広さは驚異の、7LDK。リビングだけで、キャッチボールができた。いちばん奥が、先輩の部屋。これは、年功序列を保つための決まり事項。およそ30年前は、田原ことトシちゃんが陣取っていた。ちなみに、この部屋から玄関まで、ポケットバイクを走らせることも可能だった。

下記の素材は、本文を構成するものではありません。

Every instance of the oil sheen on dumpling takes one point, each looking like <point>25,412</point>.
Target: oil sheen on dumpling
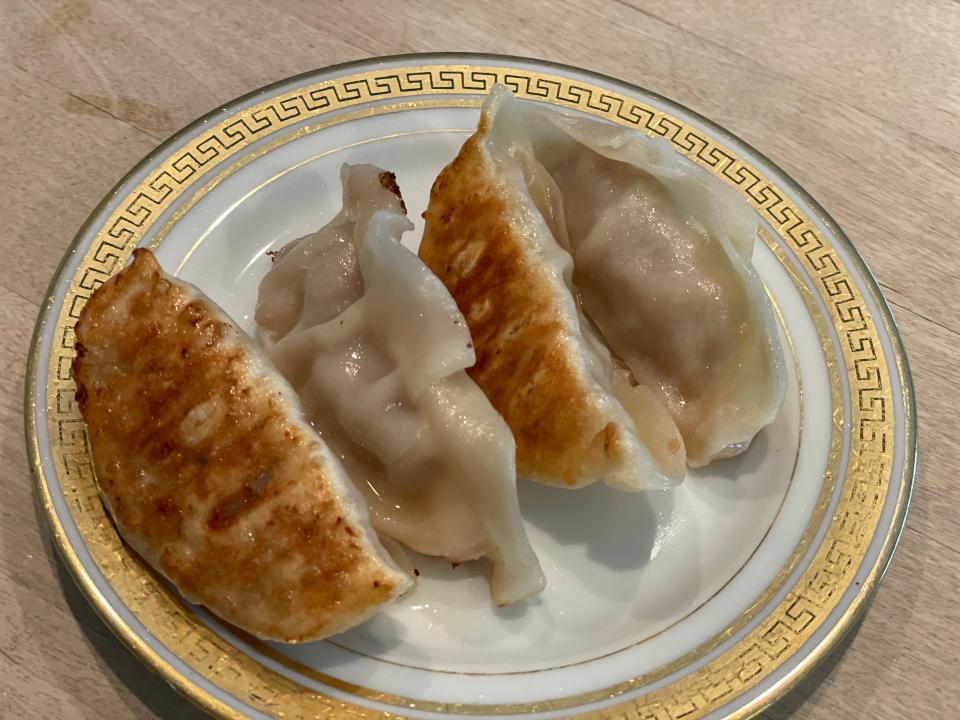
<point>577,416</point>
<point>662,265</point>
<point>377,351</point>
<point>205,462</point>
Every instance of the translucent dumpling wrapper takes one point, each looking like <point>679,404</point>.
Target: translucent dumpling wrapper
<point>205,462</point>
<point>619,242</point>
<point>377,349</point>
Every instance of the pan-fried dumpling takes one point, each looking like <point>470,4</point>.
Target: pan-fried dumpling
<point>377,353</point>
<point>661,253</point>
<point>576,415</point>
<point>211,473</point>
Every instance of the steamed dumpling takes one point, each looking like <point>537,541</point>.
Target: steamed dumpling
<point>376,348</point>
<point>577,416</point>
<point>661,254</point>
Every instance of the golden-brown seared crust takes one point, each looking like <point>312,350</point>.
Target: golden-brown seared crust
<point>208,470</point>
<point>524,361</point>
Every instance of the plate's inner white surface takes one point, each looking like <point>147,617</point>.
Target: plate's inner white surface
<point>644,576</point>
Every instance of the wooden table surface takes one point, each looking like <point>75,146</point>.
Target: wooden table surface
<point>859,102</point>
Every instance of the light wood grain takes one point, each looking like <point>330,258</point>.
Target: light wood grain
<point>860,102</point>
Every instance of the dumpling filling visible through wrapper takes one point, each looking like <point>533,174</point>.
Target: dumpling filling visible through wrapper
<point>624,271</point>
<point>376,349</point>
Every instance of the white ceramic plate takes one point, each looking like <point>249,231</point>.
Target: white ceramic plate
<point>707,600</point>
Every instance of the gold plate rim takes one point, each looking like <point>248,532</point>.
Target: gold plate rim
<point>194,692</point>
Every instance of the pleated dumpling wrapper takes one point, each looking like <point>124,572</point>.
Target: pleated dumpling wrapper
<point>557,235</point>
<point>376,349</point>
<point>205,462</point>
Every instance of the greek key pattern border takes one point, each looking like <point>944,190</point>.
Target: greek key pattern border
<point>740,668</point>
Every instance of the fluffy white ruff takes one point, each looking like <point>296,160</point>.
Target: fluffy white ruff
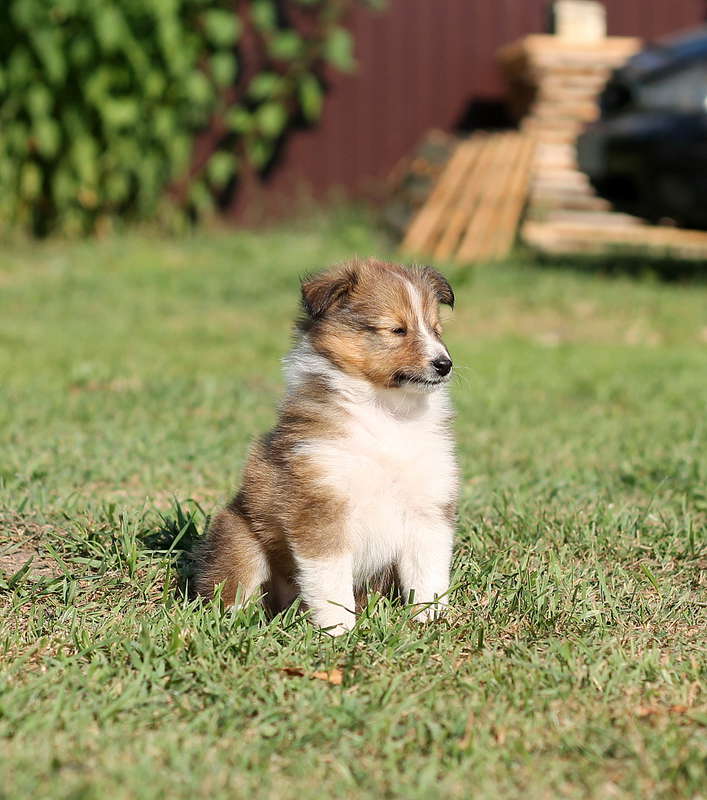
<point>396,468</point>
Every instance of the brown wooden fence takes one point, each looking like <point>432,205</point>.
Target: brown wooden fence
<point>422,64</point>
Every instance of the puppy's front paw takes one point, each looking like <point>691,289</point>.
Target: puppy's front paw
<point>429,612</point>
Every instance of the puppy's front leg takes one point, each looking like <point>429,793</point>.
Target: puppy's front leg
<point>326,585</point>
<point>424,565</point>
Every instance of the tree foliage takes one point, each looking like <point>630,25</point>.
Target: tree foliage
<point>103,102</point>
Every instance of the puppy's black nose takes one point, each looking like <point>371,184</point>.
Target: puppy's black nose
<point>442,365</point>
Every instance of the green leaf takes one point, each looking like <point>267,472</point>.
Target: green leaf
<point>117,187</point>
<point>39,100</point>
<point>30,181</point>
<point>264,14</point>
<point>265,85</point>
<point>338,49</point>
<point>260,151</point>
<point>223,68</point>
<point>239,120</point>
<point>197,88</point>
<point>286,45</point>
<point>272,118</point>
<point>222,27</point>
<point>310,97</point>
<point>48,136</point>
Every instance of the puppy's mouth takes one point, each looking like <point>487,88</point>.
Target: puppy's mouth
<point>409,378</point>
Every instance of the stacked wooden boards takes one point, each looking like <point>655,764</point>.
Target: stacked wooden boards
<point>554,85</point>
<point>472,213</point>
<point>594,236</point>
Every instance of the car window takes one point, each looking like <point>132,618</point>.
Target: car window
<point>684,90</point>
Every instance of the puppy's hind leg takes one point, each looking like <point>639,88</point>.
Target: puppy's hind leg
<point>233,556</point>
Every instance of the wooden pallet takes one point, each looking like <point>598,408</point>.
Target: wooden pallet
<point>565,236</point>
<point>473,211</point>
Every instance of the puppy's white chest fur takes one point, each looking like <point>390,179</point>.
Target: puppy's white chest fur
<point>395,467</point>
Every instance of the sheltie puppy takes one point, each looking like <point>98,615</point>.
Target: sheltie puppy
<point>357,482</point>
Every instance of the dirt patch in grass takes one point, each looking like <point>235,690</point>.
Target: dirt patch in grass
<point>22,543</point>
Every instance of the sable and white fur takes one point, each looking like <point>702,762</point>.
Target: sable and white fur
<point>356,485</point>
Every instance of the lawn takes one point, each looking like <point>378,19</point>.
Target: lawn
<point>573,664</point>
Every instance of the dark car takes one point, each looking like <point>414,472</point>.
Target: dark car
<point>647,153</point>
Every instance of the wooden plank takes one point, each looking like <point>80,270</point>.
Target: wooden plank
<point>425,227</point>
<point>475,241</point>
<point>573,237</point>
<point>468,200</point>
<point>516,197</point>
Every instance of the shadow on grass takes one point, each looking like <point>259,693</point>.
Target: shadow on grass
<point>626,264</point>
<point>176,537</point>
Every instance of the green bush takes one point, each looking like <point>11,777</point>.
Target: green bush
<point>101,101</point>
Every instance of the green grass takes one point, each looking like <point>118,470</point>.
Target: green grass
<point>134,372</point>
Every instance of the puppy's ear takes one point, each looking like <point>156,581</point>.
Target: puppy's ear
<point>320,292</point>
<point>440,286</point>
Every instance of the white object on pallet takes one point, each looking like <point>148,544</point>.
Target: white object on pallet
<point>579,20</point>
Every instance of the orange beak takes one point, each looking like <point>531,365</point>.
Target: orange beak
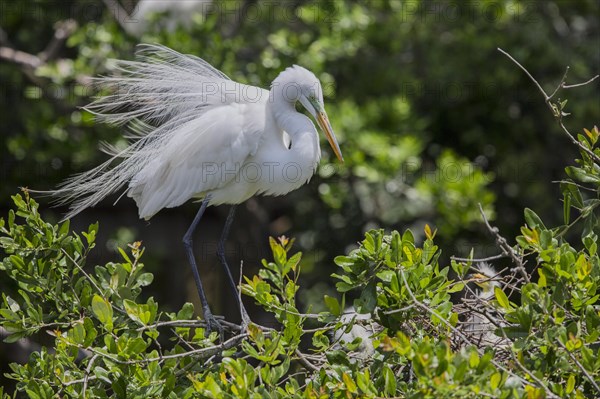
<point>325,126</point>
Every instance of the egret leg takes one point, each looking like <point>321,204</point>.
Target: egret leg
<point>211,321</point>
<point>221,256</point>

トシちゃんがいたころに入所してきたのが、元光GENJIの諸星和己。家出中だったところをジャニー喜多川社長にスカウトされて、住む場所をあてがわれた。当時の寮訓は厳しく、最年長のトシちゃんが帰宅するまで、食事は厳禁。キッチンには大皿がたくさん並んでいたが、21時まで手をつけられなかった。
ある日の夜。諸星が、冷蔵庫に入っていた紙パックのいちご牛乳を飲み、残りを戻した。帰宅後、後輩を全員並ばせて、「誰だ、俺のいちご牛乳を飲んだのは!」と激怒したのは、トシちゃん。紙パックには「104」(トシ)と明記されていたことを、このとき初めて知った諸星。その後ひとり、正座させられた。
いっぽう、ハートフルな実話を残しているのは、TOKIOの城島茂。まだジャニーズJr.だったころ、同僚がデビュー、ひとり暮らしをどんどんはじめていき、合宿所にはSMAP・中居正広と2人だけになった。
年上の城島は、仕事から帰ってきた中居に、「そこにインスタントラーメンあるで。今日の俺の分やけど、食べ」と譲ること、しばしば。Jr.時代は誰もが赤貧だが、城島の恩を中居は今でも覚えている。
ちなみに、そんな実情を耳にした少年隊・東山紀之は、当時住んでいた高級マンションに後輩を呼びよせては、1万円の食費をくれたとか。毎日。それを数か月。ヒガシのスケールは、規格外である。